Christine Ten Eyck
Texas A&M students teamed with leading design professionals including Greg Miller, president of the American Society of Landscape Architects, Feb. 16, 2018 at Aggie Workshop, a series of lectures and a design charrette hosted by the Texas A&M student chapter of the ASLA.
Speakers and participants explored this year’s Workshop theme, “A Celebration of the Southwestern Landscape,” saluting the often underappreciated, dry landscapes in West Texas, New Mexico, and Arizona.
“Although landscape architects often emphasize greenery in their designs, the arid ecosystems in the American Southwest provide a unique color palette and an opportunity for emphasis on water conservation,” said Mandy Nash, one of the event’s coordinators.
A member of the prestigious ALSA Council of Fellows, Miller presented Workshop’s keynote address, “Perspectives on the Future of Landscape Architecture."
In his keynote, Miller, who earned a Bachelor of Landscape Architecture degree at Texas A&M in 1997, explored how students can position themselves to thrive as landscape architects and become future industry leaders.

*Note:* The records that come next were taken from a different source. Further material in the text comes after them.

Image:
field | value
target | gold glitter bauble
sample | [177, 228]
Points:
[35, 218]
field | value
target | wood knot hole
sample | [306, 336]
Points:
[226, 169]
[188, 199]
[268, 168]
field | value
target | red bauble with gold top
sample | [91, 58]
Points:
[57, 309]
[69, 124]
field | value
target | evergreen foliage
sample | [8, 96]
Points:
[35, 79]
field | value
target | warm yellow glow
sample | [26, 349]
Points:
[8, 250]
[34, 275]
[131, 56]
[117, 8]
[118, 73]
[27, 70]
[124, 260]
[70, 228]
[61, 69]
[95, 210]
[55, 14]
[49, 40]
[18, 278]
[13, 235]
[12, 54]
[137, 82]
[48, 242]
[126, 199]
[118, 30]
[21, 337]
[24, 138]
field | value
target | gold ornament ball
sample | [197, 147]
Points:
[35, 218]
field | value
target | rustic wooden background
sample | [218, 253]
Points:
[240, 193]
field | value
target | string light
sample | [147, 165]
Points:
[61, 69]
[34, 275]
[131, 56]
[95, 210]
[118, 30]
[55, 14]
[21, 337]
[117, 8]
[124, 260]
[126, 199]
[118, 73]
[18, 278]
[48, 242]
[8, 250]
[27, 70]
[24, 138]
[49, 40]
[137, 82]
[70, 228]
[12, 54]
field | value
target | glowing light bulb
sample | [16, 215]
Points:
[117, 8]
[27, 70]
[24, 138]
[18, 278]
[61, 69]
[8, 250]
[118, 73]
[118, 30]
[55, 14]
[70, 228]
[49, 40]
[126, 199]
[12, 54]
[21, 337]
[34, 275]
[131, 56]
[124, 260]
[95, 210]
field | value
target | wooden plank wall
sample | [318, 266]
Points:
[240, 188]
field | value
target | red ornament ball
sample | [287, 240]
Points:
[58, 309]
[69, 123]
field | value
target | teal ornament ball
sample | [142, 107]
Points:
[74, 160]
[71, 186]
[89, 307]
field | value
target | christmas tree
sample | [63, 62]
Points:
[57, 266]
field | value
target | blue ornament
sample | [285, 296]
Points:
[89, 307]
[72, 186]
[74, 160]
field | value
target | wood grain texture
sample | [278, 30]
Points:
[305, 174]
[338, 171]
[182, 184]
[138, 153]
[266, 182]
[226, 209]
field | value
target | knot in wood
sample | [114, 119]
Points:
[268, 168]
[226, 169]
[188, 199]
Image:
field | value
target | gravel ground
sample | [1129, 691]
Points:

“The ever-expanding understanding of human and environmental well-being is increasing the necessity for landscape architects to broaden their range of expertise,” said Miller. “The desert Southwest’s dynamic environment, history, and culture offer a comprehensive picture of the challenges and opportunities facing the next generation of landscape architecture professionals.”

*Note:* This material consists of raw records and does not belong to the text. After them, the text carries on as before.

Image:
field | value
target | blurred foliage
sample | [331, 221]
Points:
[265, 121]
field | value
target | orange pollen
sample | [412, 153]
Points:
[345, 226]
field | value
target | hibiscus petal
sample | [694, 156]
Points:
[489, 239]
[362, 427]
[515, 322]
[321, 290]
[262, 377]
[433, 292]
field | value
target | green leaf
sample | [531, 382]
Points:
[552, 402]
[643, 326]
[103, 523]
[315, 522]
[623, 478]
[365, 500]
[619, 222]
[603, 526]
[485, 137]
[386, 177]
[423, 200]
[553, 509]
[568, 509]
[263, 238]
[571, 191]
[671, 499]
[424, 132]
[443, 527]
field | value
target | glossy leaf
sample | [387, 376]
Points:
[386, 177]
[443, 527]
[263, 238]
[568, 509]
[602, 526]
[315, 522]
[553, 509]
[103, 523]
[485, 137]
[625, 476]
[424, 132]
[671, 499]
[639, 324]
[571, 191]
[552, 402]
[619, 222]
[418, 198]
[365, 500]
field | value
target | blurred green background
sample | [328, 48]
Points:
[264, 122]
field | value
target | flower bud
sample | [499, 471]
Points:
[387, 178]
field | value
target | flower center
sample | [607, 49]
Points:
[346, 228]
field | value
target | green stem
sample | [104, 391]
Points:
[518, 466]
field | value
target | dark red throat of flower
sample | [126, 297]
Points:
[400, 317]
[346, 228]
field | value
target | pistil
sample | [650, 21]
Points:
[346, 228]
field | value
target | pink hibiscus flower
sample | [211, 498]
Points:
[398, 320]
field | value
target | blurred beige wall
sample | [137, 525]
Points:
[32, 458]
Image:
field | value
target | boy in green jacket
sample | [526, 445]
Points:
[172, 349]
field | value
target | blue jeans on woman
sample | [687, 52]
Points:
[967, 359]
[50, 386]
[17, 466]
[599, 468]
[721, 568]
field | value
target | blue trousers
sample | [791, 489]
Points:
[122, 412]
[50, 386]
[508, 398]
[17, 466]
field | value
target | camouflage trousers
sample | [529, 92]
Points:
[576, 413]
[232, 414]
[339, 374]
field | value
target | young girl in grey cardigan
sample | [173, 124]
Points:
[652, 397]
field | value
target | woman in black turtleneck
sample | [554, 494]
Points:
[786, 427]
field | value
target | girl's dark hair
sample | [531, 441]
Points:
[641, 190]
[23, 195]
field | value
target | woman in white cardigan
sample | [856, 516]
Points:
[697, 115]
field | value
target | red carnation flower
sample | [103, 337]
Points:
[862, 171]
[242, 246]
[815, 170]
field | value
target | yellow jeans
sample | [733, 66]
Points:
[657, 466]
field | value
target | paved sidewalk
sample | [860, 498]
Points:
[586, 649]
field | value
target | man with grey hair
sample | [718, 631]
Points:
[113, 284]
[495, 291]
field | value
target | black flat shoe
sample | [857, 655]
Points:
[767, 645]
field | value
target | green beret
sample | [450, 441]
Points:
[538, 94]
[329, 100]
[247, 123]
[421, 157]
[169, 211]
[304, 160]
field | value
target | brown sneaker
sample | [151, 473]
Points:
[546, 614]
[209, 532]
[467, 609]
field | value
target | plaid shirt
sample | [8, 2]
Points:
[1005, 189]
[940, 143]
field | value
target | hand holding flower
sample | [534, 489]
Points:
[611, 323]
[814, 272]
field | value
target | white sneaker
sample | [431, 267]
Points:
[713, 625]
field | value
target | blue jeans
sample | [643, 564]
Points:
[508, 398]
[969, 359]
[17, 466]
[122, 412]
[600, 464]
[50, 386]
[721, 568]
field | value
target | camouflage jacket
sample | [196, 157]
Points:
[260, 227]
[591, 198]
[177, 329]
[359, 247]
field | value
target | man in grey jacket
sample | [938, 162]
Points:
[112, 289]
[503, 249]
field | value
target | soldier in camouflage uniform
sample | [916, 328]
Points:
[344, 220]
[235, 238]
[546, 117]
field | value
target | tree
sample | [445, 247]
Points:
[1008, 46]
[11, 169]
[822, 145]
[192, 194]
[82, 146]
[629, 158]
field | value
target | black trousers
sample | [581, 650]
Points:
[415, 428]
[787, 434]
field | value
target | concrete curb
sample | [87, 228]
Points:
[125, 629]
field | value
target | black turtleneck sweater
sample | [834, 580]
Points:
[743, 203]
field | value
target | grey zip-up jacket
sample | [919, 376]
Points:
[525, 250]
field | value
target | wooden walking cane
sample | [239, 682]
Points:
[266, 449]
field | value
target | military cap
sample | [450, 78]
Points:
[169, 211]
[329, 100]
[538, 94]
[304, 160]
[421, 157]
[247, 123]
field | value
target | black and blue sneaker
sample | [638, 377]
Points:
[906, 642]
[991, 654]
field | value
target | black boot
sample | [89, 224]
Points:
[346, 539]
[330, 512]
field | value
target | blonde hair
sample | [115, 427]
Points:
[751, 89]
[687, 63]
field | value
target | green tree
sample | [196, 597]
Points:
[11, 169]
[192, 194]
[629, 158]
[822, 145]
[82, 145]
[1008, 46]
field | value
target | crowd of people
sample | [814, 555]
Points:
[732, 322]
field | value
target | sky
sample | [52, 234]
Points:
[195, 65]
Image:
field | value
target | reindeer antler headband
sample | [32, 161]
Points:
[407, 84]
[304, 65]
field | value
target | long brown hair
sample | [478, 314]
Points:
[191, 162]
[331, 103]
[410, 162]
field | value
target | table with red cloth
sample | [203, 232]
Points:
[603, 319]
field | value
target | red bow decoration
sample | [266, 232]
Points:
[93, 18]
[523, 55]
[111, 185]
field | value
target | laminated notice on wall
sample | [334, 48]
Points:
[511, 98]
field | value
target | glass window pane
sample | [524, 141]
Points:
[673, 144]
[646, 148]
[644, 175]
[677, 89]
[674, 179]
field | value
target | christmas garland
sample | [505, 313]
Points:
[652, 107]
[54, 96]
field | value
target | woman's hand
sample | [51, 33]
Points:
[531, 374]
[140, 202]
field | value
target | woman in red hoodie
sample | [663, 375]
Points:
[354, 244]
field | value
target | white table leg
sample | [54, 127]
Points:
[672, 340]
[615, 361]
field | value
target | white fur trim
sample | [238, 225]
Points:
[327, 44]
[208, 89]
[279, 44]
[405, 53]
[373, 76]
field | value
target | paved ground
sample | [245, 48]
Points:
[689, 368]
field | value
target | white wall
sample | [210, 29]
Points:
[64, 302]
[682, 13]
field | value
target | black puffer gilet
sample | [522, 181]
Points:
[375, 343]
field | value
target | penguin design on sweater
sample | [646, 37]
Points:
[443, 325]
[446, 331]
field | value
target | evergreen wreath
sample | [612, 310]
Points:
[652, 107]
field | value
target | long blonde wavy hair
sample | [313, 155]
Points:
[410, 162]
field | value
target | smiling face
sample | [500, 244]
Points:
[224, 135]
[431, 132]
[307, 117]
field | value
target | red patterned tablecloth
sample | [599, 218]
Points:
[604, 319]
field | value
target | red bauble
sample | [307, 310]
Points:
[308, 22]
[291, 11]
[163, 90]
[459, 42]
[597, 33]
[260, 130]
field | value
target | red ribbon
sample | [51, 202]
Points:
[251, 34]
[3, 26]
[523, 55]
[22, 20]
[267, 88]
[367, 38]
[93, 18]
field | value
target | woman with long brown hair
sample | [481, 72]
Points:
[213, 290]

As the president of Morrow Reardon Wilkinson Miller Ltd., an Albuquerque, N.M. landscape architecture firm, Miller strives to create innovative, functional, safe, accessible, beautiful and environmentally responsible landscapes by employing a design philosophy that integrates sustainable development trends with site-specific ecological and human needs.
He focuses on designs for parks and recreation facilities, schools and campuses, transportation corridors, health care facilities, and residential landscapes.
As the ASLA’s president, Miller promotes landscape architects as civic leaders, fosters the development of emerging professionals, and diversifies the group’s membership.
Additional workshop speakers include Andrea Roberts, assistant professor in the Department of Landscape Architecture and Urban Planning.
Roberts researches African-American unrecorded planning and placemaking history, settlements founded by formerly enslaved African Americans, and is developing a statewide black settlement inventory.
Roberts was followed by Christine Ten Eyck, president of Austin-based Ten Eyck Landscape Architects, where she leads a variety of project designs, including public parks and gardens, health care facilities, educational, commercial and high-end residential projects.
“The urban landscape is most beautiful when it reduces urban heat islands, filters air and water and creates urban wildlife habitat as well as places for social interaction that appeal to all of the senses,” said Ten Eyck, an ASLA fellow.
Workshop’s final presentation was by Russell Thomman, landscape architecture and planning project manager at the Austin office of Stantec, which designs and manages the construction of infrastructure projects throughout North America and abroad.
Thomman spearheads his office’s 3-D and virtual reality community project visualization.
At workshop’s charrette, groups of students will work side by side with design professionals to design a project to be determined.
Workshop concluded with a social on the recreation center terrace.